Data Quality

Archived Content

Information identified as archived is provided for reference, research or recordkeeping purposes. It is not subject to the Government of Canada Web Standards and has not been altered or updated since it was archived. Please "contact us" to request a format other than those available.

The 1996 Census was a large and complex undertaking and, while considerable effort was taken to ensure high standards throughout all collection and processing operations, the resulting estimates are inevitably subject to a certain degree of error. Users of census data should be aware such error exists, and have some appreciation of its main components, so that they can assess the usefulness of census data for their purposes and the risks involved in basing conclusions or decisions on these data.

Errors can arise at virtually every stage of the census process, from the preparation of materials through the listing of dwellings, data collection and processing. Some errors occur more or less at random, and when the individual responses are aggregated for a sufficiently large group, such errors tend to cancel out. For errors of this nature, the larger the group, the more accurate the corresponding estimate. It is for this reason that users are advised to be cautious when using small estimates. There are some errors, however, which might occur more systematically, and which result in "biased" estimates.
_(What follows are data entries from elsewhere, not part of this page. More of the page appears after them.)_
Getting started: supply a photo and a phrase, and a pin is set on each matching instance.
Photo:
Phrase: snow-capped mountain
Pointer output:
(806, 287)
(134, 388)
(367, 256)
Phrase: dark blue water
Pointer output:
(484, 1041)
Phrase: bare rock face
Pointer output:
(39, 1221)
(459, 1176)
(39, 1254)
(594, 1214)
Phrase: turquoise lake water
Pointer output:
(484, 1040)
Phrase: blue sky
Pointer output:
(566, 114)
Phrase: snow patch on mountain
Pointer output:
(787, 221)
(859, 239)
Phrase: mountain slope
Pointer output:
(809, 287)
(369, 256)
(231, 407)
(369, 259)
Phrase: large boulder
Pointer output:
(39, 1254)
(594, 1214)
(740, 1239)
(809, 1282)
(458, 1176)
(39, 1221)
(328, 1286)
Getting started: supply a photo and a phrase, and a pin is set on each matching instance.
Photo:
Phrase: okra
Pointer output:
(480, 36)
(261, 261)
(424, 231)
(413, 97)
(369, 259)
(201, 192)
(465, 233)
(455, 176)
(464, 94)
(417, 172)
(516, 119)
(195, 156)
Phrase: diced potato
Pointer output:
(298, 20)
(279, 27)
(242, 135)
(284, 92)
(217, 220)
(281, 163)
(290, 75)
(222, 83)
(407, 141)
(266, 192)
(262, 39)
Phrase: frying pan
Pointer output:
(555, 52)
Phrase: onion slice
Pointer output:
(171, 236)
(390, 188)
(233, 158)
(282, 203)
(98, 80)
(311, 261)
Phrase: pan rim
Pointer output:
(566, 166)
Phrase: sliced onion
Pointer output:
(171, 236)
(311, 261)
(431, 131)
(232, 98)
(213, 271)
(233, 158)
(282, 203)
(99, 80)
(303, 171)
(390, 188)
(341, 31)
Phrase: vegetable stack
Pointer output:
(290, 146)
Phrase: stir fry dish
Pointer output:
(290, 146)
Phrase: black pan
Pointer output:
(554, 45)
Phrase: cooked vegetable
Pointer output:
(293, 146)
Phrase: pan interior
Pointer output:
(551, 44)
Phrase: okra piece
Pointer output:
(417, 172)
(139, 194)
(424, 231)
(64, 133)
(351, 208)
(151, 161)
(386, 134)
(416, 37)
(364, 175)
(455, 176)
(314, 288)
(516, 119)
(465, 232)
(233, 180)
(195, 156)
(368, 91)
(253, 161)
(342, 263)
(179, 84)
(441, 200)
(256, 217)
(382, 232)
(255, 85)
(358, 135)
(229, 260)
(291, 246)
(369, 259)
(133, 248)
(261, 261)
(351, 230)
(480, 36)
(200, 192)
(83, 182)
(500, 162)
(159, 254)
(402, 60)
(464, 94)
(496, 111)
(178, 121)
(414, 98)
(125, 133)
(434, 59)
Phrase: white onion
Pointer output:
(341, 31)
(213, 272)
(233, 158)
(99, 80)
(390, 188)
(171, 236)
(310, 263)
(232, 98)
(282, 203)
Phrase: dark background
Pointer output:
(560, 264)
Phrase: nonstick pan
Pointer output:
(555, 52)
Because the bias from such errors is persistent no matter how large the group for which responses are aggregated, and because bias is particularly difficult to measure, systematic errors are a more serious problem for most data users than the random errors referred to previously.

- coverage errors, which occur when dwellings and/or individuals are missed, incorrectly included or double counted;

- non-response errors, which result when responses cannot be obtained from a small number of households and/or individuals, because of extended absence or some other reason;

- response errors, which occur when the respondent, or sometimes the Census Representative, misunderstands a census question, and records an incorrect response;

- processing errors, which can occur at various steps including coding, when "write-in" responses are transformed into numerical codes; data capture, when responses are transferred from the census questionnaire to computer tapes by key-entry operators; and imputation, when a "valid", but not necessarily correct, response is inserted into a record by the computer to replace missing or "invalid" data ("valid" and "invalid" referring to whether or not the response is consistent with other information on the record);

- sampling errors, which apply only to the supplementary questions on the "long form" asked of a one-fifth sample of households, and which arise from the fact that the results for these questions, when weighted up to represent the whole population, inevitably differ somewhat from the results which would have been obtained if these questions had been asked of all households.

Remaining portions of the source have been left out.